A clinical officer uses The Virtual Doctors' app to get more information about a girl's symptoms.

Can telemedicine revolutionise rural healthcare in Africa?

Interview with Huw Jones

Executive Director & Founder at The Virtual Doctors

Location: Zambia

“If you’re got education and health, that’s a foundation.”

Huw Jones traces the earliest origins of The Virtual Doctors to a trail of blood he saw while travelling through rural Zambia to buy pumpkins for soup. It was the mid-1990s and he was employed there as a safari guide.

Soon, he found the source of the bleeding: A woman riding on a bicycle pedaled by her husband. She’d gone into labour and they were trying to reach a hospital about 60 miles away. Jones gave the couple a ride in his car, but it was too late. “It kind of just blew me away, watching her bleed to death in the back of my vehicle,” he says.

The more Jones learned about health care in Zambia, the more problems he discovered. Twenty to 30 percent of visits to rural clinics ended in a referral to the local hospital, resulting in expensive and time-consuming trips. Particularly if the patient was the head of a household, these journeys could cause real financial damage. Often, the referrals could have been avoided if the local clinician had access to more information.

Jones was not a doctor, so he couldn’t help patients directly. But he knew many doctors from around the world who’d worked in Zambia and wanted to stay involved. He imagined a network of volunteer doctors who would take questions from health clinic workers in the countryside, thereby providing better diagnoses at the local level and reducing the need for referrals.

The question was how to get the clinics connected to the volunteers—and an answer came in the development of the African mobile technology. In 2007, Jones set up an early version of the programme, grabbing broadband internet access through a satellite dish connection. That worked—at least when electricity was available—but it was expensive and prone to being knocked out of order when birds landed on it.

Soon, the development of Zambia’s mobile network came into play. A tower was built near the health clinic where Jones was working, and began providing service. In 2009, The Virtual Doctors switched from satellite to the tower, and the monthly costs dropped from US$200 to US$20 overnight.

A clinical officer in rural Zambia uses The Virtual Doctors' custom app on a laptop to help diagnose a child's illness. The programme has since moved from laptops to smartphones.
A clinical officer in rural Zambia uses The Virtual Doctors’ custom app on a laptop to help diagnose a child’s illness. The programme has since moved from laptops to smartphones.

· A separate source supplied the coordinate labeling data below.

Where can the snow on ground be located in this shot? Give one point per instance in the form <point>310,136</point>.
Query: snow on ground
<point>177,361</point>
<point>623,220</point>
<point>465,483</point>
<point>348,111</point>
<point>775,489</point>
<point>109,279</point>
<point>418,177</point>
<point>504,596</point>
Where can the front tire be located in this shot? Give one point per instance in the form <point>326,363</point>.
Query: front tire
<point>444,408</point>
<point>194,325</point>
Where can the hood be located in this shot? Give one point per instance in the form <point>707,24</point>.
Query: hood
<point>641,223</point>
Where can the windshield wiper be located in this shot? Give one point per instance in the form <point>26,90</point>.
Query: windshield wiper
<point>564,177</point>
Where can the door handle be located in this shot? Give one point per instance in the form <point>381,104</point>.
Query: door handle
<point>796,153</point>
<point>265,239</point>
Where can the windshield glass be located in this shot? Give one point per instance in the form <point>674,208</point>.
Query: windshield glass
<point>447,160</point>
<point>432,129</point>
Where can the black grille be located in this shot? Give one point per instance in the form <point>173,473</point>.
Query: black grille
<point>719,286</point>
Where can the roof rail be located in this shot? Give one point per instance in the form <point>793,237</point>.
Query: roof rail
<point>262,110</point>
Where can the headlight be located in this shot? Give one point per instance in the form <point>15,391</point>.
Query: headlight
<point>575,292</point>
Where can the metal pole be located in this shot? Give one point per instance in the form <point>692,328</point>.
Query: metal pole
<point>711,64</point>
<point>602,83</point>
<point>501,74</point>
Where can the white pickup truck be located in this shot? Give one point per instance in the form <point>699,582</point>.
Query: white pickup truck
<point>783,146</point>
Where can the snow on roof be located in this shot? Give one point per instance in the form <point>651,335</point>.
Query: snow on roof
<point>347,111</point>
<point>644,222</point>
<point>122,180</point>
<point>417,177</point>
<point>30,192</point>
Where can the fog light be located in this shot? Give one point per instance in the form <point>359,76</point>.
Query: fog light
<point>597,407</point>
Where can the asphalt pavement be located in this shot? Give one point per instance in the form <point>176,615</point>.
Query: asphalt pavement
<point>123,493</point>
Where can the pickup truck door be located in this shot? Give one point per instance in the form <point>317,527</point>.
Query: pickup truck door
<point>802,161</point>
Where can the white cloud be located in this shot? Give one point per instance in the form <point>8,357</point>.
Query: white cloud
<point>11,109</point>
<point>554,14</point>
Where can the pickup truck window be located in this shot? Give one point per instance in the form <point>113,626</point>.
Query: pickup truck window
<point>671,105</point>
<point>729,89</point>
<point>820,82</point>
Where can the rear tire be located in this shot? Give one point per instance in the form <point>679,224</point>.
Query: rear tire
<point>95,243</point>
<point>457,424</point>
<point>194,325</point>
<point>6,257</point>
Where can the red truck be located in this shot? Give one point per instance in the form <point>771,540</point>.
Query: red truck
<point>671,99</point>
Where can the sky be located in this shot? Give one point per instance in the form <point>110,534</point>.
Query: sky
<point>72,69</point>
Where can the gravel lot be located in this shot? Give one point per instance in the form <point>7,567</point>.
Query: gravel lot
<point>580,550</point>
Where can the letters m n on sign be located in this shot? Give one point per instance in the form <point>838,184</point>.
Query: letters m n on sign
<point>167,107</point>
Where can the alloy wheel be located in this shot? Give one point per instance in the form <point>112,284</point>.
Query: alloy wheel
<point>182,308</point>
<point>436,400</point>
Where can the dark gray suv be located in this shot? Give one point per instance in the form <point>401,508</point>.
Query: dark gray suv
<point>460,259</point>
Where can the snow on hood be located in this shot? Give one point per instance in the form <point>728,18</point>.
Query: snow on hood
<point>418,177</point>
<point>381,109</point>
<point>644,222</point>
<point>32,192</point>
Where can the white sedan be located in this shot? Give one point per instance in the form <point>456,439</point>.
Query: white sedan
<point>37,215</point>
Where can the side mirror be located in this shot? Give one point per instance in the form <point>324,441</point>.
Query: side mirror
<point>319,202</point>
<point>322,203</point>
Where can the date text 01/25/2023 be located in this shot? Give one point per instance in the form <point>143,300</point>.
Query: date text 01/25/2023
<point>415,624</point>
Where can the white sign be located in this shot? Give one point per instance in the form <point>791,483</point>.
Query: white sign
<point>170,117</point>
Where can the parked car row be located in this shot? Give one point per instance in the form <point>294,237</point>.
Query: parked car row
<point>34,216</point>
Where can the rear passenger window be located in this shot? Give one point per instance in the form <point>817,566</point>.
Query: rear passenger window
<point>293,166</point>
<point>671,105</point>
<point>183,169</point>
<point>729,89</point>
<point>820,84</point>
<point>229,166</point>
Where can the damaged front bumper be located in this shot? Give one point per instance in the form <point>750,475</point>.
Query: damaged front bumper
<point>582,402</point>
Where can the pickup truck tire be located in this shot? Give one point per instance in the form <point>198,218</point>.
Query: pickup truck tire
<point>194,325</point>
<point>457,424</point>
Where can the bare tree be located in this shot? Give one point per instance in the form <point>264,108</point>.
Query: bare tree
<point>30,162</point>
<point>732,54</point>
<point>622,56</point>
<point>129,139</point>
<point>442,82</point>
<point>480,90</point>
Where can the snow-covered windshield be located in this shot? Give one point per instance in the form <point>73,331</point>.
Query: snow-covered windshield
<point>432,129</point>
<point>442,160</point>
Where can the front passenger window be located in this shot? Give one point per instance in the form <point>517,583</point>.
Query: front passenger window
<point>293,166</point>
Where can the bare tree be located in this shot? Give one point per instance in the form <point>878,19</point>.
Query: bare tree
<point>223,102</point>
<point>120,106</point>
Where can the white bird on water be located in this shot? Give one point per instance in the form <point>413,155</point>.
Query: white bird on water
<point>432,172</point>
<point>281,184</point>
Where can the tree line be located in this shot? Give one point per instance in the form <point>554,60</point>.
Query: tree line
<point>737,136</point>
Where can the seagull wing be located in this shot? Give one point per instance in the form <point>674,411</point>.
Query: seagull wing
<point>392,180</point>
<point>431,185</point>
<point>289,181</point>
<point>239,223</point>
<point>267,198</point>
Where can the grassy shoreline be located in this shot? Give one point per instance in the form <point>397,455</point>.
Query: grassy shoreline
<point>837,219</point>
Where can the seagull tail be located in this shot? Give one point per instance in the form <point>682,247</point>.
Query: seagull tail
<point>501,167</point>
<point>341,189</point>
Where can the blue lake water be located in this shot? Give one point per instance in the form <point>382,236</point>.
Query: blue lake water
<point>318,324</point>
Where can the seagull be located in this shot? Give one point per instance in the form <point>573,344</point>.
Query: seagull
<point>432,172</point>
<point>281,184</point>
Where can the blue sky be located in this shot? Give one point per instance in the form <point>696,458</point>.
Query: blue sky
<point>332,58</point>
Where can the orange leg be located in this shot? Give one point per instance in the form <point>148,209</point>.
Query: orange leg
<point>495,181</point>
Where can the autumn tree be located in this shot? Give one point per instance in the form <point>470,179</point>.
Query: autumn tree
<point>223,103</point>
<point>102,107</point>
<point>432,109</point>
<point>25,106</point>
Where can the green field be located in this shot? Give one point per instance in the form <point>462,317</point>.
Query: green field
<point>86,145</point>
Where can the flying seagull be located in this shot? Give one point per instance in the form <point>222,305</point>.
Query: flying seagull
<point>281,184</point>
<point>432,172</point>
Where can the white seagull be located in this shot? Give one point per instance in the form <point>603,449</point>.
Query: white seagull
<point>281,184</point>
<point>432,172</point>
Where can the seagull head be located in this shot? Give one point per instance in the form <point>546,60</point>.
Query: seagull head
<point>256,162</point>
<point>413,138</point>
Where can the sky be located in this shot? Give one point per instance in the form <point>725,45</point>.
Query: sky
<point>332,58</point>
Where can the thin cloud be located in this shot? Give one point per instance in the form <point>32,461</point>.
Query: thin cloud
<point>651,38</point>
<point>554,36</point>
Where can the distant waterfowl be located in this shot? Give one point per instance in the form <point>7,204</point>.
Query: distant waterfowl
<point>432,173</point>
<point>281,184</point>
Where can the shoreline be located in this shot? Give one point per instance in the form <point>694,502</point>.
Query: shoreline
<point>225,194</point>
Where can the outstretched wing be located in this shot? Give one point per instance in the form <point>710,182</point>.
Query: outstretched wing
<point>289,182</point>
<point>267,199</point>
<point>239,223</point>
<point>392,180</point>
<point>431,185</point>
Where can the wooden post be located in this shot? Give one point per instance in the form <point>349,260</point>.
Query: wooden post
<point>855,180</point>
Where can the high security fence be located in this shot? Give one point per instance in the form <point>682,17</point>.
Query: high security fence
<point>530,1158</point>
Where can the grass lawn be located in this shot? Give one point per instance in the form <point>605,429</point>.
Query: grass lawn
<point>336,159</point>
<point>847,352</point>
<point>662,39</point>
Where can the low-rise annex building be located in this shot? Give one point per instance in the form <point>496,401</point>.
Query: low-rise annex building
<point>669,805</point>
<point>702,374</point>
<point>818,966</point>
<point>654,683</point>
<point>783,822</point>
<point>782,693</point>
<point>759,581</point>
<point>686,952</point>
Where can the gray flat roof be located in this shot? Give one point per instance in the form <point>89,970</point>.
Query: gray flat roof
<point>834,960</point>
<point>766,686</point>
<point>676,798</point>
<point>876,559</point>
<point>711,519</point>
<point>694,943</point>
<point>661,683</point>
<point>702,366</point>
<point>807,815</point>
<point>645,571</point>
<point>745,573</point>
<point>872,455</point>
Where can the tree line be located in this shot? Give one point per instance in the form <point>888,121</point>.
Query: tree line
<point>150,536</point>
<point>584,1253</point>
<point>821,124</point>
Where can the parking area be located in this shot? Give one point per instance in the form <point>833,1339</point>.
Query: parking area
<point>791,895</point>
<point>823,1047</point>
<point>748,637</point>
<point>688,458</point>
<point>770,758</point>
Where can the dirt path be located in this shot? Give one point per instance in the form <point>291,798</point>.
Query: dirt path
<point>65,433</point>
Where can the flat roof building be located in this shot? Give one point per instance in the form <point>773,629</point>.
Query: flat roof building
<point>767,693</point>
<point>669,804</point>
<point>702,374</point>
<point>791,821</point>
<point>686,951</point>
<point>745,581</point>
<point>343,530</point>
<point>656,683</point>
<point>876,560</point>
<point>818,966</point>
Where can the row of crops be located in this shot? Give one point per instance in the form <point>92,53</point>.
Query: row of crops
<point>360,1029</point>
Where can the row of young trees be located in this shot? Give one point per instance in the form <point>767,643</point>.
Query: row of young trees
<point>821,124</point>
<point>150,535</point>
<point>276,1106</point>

With that hurdle out of the way, The Virtual Doctors purchased small, cheap laptop computers that allowed rural health clinic workers to access the group’s network of medical professional. In 2015, they switched over to smartphones or tablets running the project’s own custom-built app. Today, the nonprofit works in 22 rural health centres and two rural hospitals, which together serve an area that’s home to 1 million people.

Development of the app was one of the main challenges along the way. Most existing diagnostic software had been built for the Western health system, and wasn’t appropriate for rural health clinics where technology was limited and time was at a premium. Jones saw that a custom app could solve the problem, but there was no way his group, which has a yearly budget of about US$160,000, could pay a team of software engineers.

The solution was volunteerism. Jones found a firm that was willing to contribute a team of pro bono coders, who work on the project once a week. He says they’ve put in a total of about 2,500 hours so far, and have travelled to Zambia to see the results of their work on the ground. “We pay for the pizza and they do the coding,” he says.

The flexibility of custom software allowed The Virtual Doctors to control the flow of information to its rural users. For example, the questionnaire in the app captures only the bare minimum of information a doctor would need to be able to give advice. “They can’t do a long-winded form,” Jones says. So the app asks only for age, sex, pulse, blood pressure, an image, and symptoms.

Once the form is complete, volunteer doctors in the network get an alert they can use to view the encrypted information. In many cases, they’ll simply concur with the local clinician’s opinion. In others, they’ll suggest a new diagnosis or send the clinician additional information.

Jones says that system helps local health workers keep learning. “They need to use the app less and less,” he says. “They’ll have that knowledge”.

A clinical officer uses The Virtual Doctors' app to get more information about a girl's symptoms.
A clinical officer uses a smartphone to enter information into The Virtual Doctors’ app.

A few years from now, Jones would like to see the project continue to grow. He hopes it can provide service to 100 to 200 of Zambia’s total 1,200 health centres, and to reach into neighbouring countries like Malawi and Tanzania as well.

He’s also hoping to broaden the sources of The Virtual Doctor’s funding, most of which today comes from trusts and foundations in the United Kingdom. He’s been doing outreach to Zambian businesses, with a special focus on local telecom companies that might be able to donate bandwidth.

“They’re beginning to listen now,” he says. “Mobile phone companies haven’t contributed yet, but maybe, when they see the potential, they might.”